Back in mid-June, Tulsa Public Schools had 151 positions to fill, after already filling 188 this year. They are now down to just 91 open spots.
Broken Arrow Public Schools had 108 vacancies and now they are left with 50.
Union went from 65 openings in June to 27 as of this week.
Jenks had 25 openings and now it is just 18.
"The goal is to make sure we have a teacher in each of those classrooms before the first day of school," Nesbitt said.
Several of the districts said they are most in need of special education, science and math teachers.
TPS prioritized those jobs earlier in the school year because they know they are hardest to fill.

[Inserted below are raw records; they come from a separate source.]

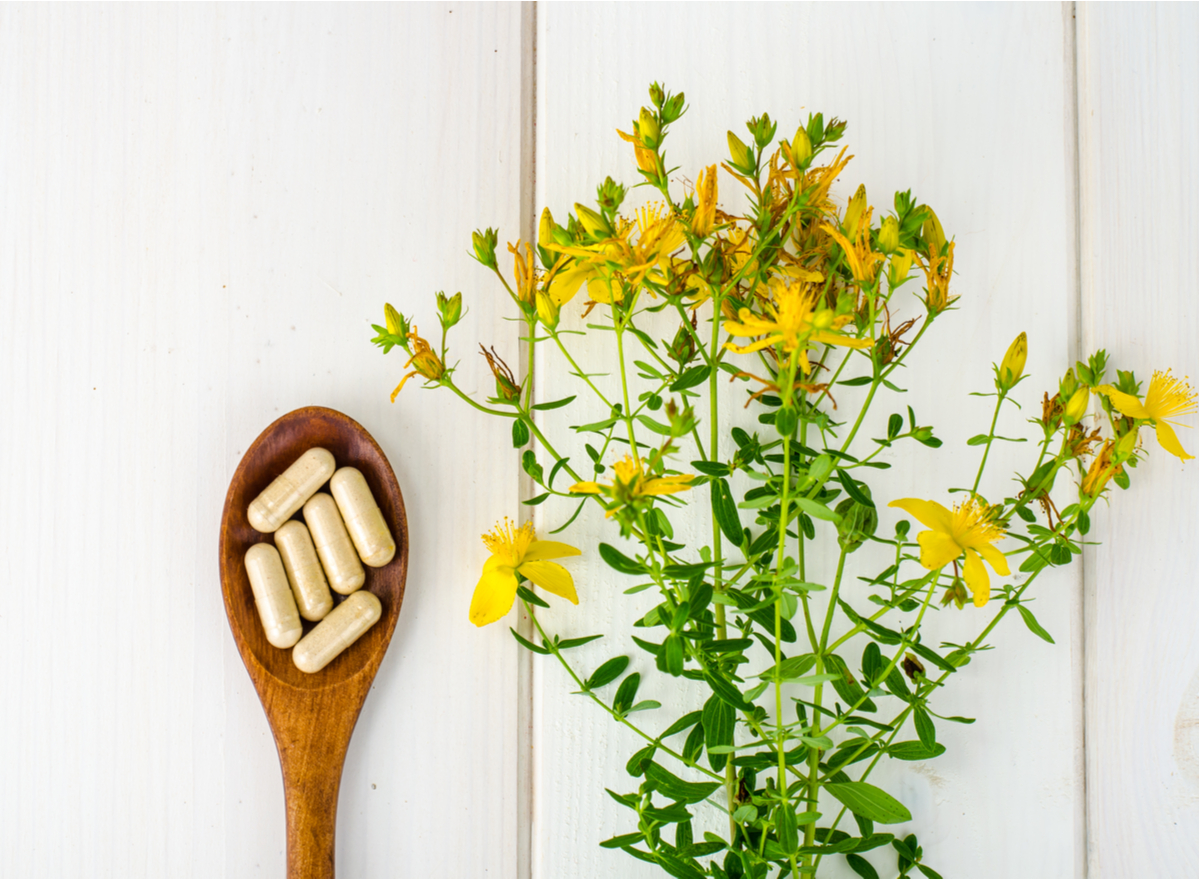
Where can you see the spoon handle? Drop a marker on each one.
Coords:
(312, 740)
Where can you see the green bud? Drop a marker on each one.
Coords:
(449, 309)
(889, 234)
(397, 324)
(858, 521)
(485, 246)
(743, 160)
(802, 147)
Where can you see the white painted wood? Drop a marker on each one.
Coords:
(1138, 108)
(967, 106)
(204, 207)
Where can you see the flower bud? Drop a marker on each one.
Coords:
(546, 227)
(899, 267)
(802, 147)
(1077, 406)
(935, 239)
(743, 160)
(396, 322)
(889, 234)
(592, 222)
(648, 129)
(485, 246)
(1012, 368)
(547, 310)
(855, 213)
(450, 309)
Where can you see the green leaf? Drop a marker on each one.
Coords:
(679, 869)
(725, 512)
(607, 673)
(859, 865)
(619, 561)
(924, 725)
(785, 829)
(719, 721)
(915, 751)
(869, 801)
(528, 645)
(675, 788)
(576, 641)
(727, 692)
(529, 596)
(619, 842)
(815, 508)
(690, 378)
(556, 405)
(852, 488)
(520, 432)
(625, 693)
(1032, 622)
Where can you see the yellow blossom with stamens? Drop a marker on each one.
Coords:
(631, 484)
(519, 551)
(964, 531)
(706, 202)
(424, 363)
(793, 320)
(1167, 398)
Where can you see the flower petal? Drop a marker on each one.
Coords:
(552, 578)
(929, 513)
(937, 549)
(977, 579)
(994, 557)
(1125, 404)
(495, 593)
(540, 550)
(1170, 442)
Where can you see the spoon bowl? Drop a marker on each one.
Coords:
(311, 716)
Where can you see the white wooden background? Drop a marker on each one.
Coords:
(204, 207)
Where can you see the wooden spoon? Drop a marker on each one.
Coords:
(311, 716)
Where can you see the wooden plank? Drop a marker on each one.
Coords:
(204, 209)
(1138, 109)
(967, 106)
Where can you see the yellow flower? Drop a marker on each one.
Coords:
(964, 530)
(1165, 398)
(1102, 470)
(706, 202)
(1013, 365)
(607, 264)
(630, 484)
(793, 320)
(515, 552)
(937, 280)
(424, 363)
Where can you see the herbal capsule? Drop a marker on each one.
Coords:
(273, 596)
(363, 518)
(334, 546)
(345, 625)
(304, 570)
(289, 490)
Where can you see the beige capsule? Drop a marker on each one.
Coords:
(345, 625)
(273, 596)
(304, 570)
(363, 518)
(289, 490)
(334, 546)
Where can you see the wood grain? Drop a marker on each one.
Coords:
(1139, 111)
(312, 716)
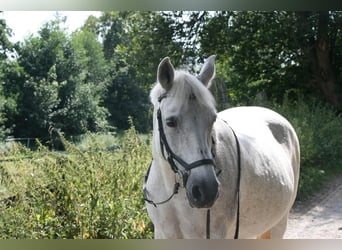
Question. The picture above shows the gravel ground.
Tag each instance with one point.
(320, 217)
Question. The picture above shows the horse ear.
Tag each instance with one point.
(166, 73)
(208, 71)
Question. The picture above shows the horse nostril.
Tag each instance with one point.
(196, 193)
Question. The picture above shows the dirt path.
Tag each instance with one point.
(320, 217)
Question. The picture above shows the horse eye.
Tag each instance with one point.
(171, 122)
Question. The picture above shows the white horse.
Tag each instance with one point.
(217, 175)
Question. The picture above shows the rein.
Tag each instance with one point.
(172, 157)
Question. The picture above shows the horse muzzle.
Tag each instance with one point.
(202, 187)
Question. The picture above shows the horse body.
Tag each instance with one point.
(269, 155)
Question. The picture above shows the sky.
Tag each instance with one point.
(24, 23)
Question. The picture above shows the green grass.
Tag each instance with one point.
(77, 194)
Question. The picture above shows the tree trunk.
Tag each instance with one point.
(324, 72)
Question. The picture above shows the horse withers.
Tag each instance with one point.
(232, 174)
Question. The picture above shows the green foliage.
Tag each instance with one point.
(319, 130)
(75, 194)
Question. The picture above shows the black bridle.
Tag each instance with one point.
(172, 157)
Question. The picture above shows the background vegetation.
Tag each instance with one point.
(86, 84)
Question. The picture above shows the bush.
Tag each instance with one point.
(75, 194)
(319, 129)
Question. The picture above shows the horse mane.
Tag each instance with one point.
(185, 87)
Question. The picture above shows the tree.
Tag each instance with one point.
(134, 43)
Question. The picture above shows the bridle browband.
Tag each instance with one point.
(172, 157)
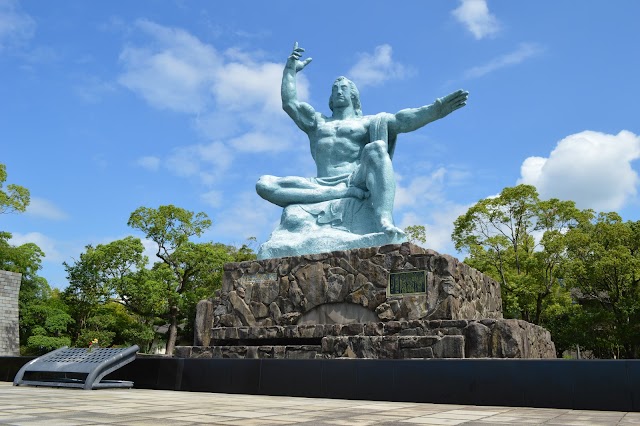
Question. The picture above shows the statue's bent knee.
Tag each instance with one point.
(375, 151)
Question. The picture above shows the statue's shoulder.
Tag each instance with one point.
(381, 116)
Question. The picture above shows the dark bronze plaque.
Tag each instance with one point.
(407, 282)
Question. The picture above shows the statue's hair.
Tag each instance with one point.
(355, 96)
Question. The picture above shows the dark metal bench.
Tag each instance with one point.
(77, 368)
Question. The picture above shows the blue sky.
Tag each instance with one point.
(109, 106)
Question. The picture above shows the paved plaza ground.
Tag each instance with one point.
(50, 406)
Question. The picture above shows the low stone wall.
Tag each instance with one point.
(487, 338)
(9, 292)
(349, 286)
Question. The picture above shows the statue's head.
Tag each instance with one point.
(340, 87)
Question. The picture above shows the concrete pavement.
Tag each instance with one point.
(51, 406)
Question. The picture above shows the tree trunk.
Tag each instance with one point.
(173, 331)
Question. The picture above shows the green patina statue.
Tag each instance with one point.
(349, 203)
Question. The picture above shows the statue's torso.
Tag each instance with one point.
(336, 145)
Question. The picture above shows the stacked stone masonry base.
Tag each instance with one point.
(9, 292)
(396, 301)
(391, 340)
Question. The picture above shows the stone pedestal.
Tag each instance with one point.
(9, 291)
(395, 301)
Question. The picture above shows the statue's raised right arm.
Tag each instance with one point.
(410, 119)
(302, 113)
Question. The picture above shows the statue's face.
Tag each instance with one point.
(341, 94)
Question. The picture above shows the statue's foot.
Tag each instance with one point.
(358, 193)
(390, 229)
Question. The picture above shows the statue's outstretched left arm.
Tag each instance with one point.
(410, 119)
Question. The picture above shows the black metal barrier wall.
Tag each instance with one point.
(583, 384)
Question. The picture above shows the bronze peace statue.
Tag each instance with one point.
(349, 203)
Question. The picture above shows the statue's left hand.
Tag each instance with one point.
(446, 105)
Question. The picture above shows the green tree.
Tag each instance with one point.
(416, 234)
(44, 318)
(16, 198)
(604, 268)
(184, 263)
(500, 235)
(96, 283)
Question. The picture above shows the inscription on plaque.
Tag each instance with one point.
(258, 278)
(407, 282)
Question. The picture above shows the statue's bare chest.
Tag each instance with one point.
(354, 131)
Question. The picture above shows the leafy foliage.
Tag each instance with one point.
(520, 240)
(604, 269)
(16, 198)
(416, 234)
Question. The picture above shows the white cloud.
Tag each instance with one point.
(246, 215)
(423, 201)
(591, 168)
(422, 189)
(524, 52)
(259, 142)
(475, 16)
(39, 207)
(374, 69)
(149, 162)
(205, 161)
(48, 245)
(16, 27)
(233, 98)
(93, 89)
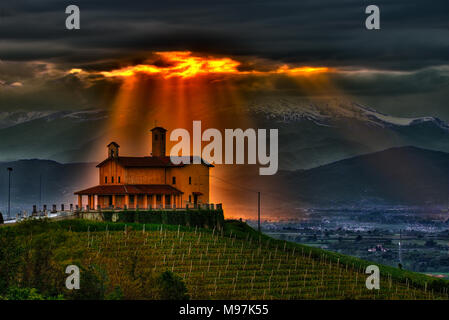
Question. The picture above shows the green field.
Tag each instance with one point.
(124, 260)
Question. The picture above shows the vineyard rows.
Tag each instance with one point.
(224, 267)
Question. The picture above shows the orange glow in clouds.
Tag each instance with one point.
(179, 64)
(185, 65)
(174, 88)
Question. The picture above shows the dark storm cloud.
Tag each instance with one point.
(36, 50)
(413, 33)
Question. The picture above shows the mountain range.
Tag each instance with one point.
(404, 176)
(311, 133)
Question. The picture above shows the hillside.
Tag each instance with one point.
(122, 260)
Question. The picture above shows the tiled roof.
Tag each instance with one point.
(130, 189)
(149, 162)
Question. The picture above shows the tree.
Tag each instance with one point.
(171, 287)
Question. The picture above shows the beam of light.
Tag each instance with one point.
(179, 87)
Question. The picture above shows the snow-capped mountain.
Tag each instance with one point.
(324, 111)
(320, 131)
(13, 118)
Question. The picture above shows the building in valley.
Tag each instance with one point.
(147, 182)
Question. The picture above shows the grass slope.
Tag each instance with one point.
(234, 263)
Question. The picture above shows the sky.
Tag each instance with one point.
(401, 69)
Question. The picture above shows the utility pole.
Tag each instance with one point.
(9, 192)
(40, 192)
(258, 211)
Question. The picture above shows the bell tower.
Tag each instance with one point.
(113, 150)
(158, 141)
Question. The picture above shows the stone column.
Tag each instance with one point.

They have started recruiting lawyers and engineers to teach math and science. It is part of a new program this year. TPS is trying to make it easier for people to transition into teaching from other professions.
"Core members will be trained in classroom management, instructional practices this summer," Nesbitt said. "They are about done with their training. That has really been a benefit for us."
TPS is having a career expo on July 28. It will be at Carver Middle School, Memorial High School, Clinton West Elementary and East Central Junior High.
People who show up will be able to meet the principals and interview for jobs on the spot. Nesbitt said they will offer jobs to people at the expo. He said it is their best recruiting tool.
Colleges, like OSU and NSU, are trying to encourage students to pursue jobs as math, science and special education teachers.
In 2014, OSU started the OSUTeach program. It allows math and science majors to try out teaching. They are given $125 after they finish two recruitment classes, so there is no financial commitment.
NSU has a grant that helps recruit students into areas that schools are seeing a shortage in.
They said about 12-percent of their education college graduate as special education, math and science teachers. That does not include people who graduate in education and take the certification test in one of those areas.